6. Jagung Bakar

1.5K 209 14
                                    

Sore itu aku berniat untuk menata buku untuk pelajaran besok. Tapi saat ku rogoh tas untuk mengeluarkan isinya, aku menemukan komik yang aku kira tidak kembali ke tanganku. Aku senang kalau ternyata gadis bernama Kinan itu cukup tahu diri untuk mengembalikannya dengan rapi.

Kubuka beberapa halaman sekaligus untuk melanjutkan bacaanku yg terakhir, "Eh?" sebuah lipatan kertas yang cukup tebal jatuh dari halaman yang lain. Aku pungut benda itu dari lantai dan mulai membuka lipatannya. Kudapati sebuah permen kenyal dengan bentuk teddy bear dan sebuah sticky note persegi kecil warna oranye tertempel disana.

"Maaf telah merusak Hari Seninmu."

Wajahku yang seharian ini terlipat, kucel, juga kusut baru saja merekah tanpa kusadari. Kinan ternyata tidak seburuk itu.

Buru-buru kusimpan pemberiannya karena Jun melesat masuk sesaat setelah mengetuk pintu kamarku beberapa kali tanpa dipersilahkan. "Aku keluar, belanja pesanan ibu, boleh?"

"Boleh." sahutku mengizinkan.

Ia tetap berdiri di hadapanku tanpa bergeming sedikitpun. Ya, aku kira dia akan benar-benar pergi setelah aku setujui.

"Apa?" tanyaku.

"Eh eumm.." gumamnya dan mulai memainkan kuku di jari-jari tangannya. "Aku kan belum hafal jalan."

"Terus?"

"Ya kamu harus ikut, dong. Aku yang bonceng, deh. Tapi pakai sepeda kayuh." Ia yang mendapat gelengan kepala dariku sebagai penolakan kini berusaha membujukku lagi, "Nanti aku beliin Indi jagung bakar serut."

Mendengar itu, keputusanku mulai goyah. Jagung serut memang tidak bisa terkalahkan. Aku pun menimang-nimang keputusanku. Karena bagaimanapun, aku seorang kakak untuknya dan harus 'jual mahal' untuk menjaga kehormatanku. Huft.

"Pakai mentega pedas." tambahnya.

Aku mendongak, mendapati wajahnya yang tersenyum jahil padaku. Ia pasti tahu kesukaanku dari cerita-cerita ibu.

"Plus.. Sekotak susu rasa French vanilla."

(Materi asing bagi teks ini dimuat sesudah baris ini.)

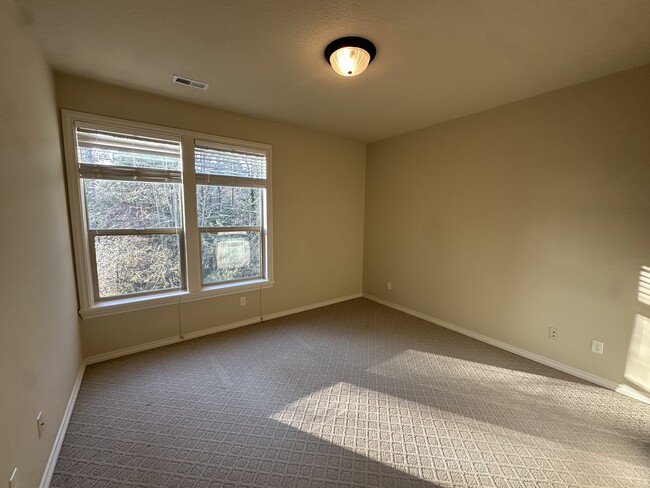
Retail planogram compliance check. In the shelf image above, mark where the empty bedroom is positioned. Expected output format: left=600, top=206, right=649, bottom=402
left=0, top=0, right=650, bottom=488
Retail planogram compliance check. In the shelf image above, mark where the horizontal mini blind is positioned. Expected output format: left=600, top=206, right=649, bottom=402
left=76, top=128, right=182, bottom=182
left=194, top=141, right=266, bottom=186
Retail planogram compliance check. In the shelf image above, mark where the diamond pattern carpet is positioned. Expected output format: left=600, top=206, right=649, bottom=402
left=51, top=299, right=650, bottom=488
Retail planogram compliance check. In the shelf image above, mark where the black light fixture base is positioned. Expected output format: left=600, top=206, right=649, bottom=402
left=325, top=36, right=377, bottom=66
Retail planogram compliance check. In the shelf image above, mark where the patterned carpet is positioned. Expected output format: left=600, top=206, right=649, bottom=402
left=51, top=299, right=650, bottom=488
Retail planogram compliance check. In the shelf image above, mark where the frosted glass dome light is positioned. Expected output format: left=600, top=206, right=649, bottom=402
left=325, top=37, right=377, bottom=76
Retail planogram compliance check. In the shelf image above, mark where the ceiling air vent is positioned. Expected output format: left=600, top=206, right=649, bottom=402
left=172, top=75, right=210, bottom=90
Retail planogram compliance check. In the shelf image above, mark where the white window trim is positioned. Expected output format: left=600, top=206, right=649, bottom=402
left=61, top=110, right=274, bottom=319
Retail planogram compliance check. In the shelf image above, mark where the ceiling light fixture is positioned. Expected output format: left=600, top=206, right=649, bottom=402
left=325, top=37, right=377, bottom=76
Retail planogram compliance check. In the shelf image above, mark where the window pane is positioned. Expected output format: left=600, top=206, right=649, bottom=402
left=95, top=234, right=181, bottom=298
left=201, top=231, right=261, bottom=283
left=77, top=129, right=181, bottom=171
left=83, top=179, right=182, bottom=230
left=196, top=185, right=262, bottom=227
left=194, top=147, right=266, bottom=179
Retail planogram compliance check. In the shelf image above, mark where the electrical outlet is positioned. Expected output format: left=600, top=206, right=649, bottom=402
left=591, top=341, right=605, bottom=354
left=36, top=412, right=45, bottom=439
left=9, top=468, right=18, bottom=488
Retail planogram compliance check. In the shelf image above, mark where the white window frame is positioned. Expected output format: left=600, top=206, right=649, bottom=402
left=61, top=110, right=274, bottom=318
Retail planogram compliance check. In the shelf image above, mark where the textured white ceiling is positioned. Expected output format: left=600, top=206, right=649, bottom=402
left=17, top=0, right=650, bottom=141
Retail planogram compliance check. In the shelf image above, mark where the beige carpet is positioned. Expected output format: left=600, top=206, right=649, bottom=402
left=51, top=299, right=650, bottom=488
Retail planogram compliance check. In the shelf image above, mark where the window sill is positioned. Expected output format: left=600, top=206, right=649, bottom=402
left=79, top=280, right=274, bottom=319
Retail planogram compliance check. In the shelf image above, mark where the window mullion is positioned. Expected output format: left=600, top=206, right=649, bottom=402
left=181, top=137, right=201, bottom=293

"Arrghh.." Aku buru-buru bangkit berjalan menghentak-hentak, mengambil dan memakai sweater abu-abu yang tergantung di dinding. Aku melihatnya yang masih berdiri di tempat asal dan tertawa puas, mulai kesal. "Tunggu apalagi? Atau aku berubah pikiran, nih." ancamku

"Iya iya." katanya sambil berlalu dari kamarku, menuju kamarnya.

————

Sebuah catatan berisi apa-apa yang harus dibeli dari ibu, dibawanya mengelilingi super market yang kami tempuh 10 menit lamanya dengan sepeda kayuh. Sebenarnya untuk hal belanja, ibu selalu menyuruhku. Hanya saja saat ibu kuberi kabar kalau kesehatanku kurang baik, ibu mulai mengoper tugas itu ke Jun. Ya, baguslah. Tugasku jadi berkurang.

"Kamu lihat buncis?"

Tanyanya padaku yang tengah asyik mendorong trolley dengan sebuah permen loli di mulut. Sontak aku memindai rak dingin berisi sayur-mayur. Ketemu! "Ini, 'kan?" Kataku menyodorkan sebungkus buncis padanya.

Tanpa aba-aba, tangannya mendarat di kepalaku cukup keras. "Ini kacang kapri! Gitu aja ga bisa bedain." hardiknya disusul dengan tawa keras mengejek.

"Eh? Bukan, ya? Salah lihat dong. Maklum, ga pake kacamata." Sahutku membela diri. Sekilas isi bungkusan itu memang seperti buncis. Jadi, aku tak sepenuhnya salah.

"Bodo ah. Bilang aja emang salah." Dengan nada yang masih mengejek dan berlalu mendahuluiku dengan cepat.

"Hey, kamu kebelet poop? Kenapa buru-buru gitu deh? Tungguin ih." Aku melaju sedikit cepat untuk menyamai kecepatannya.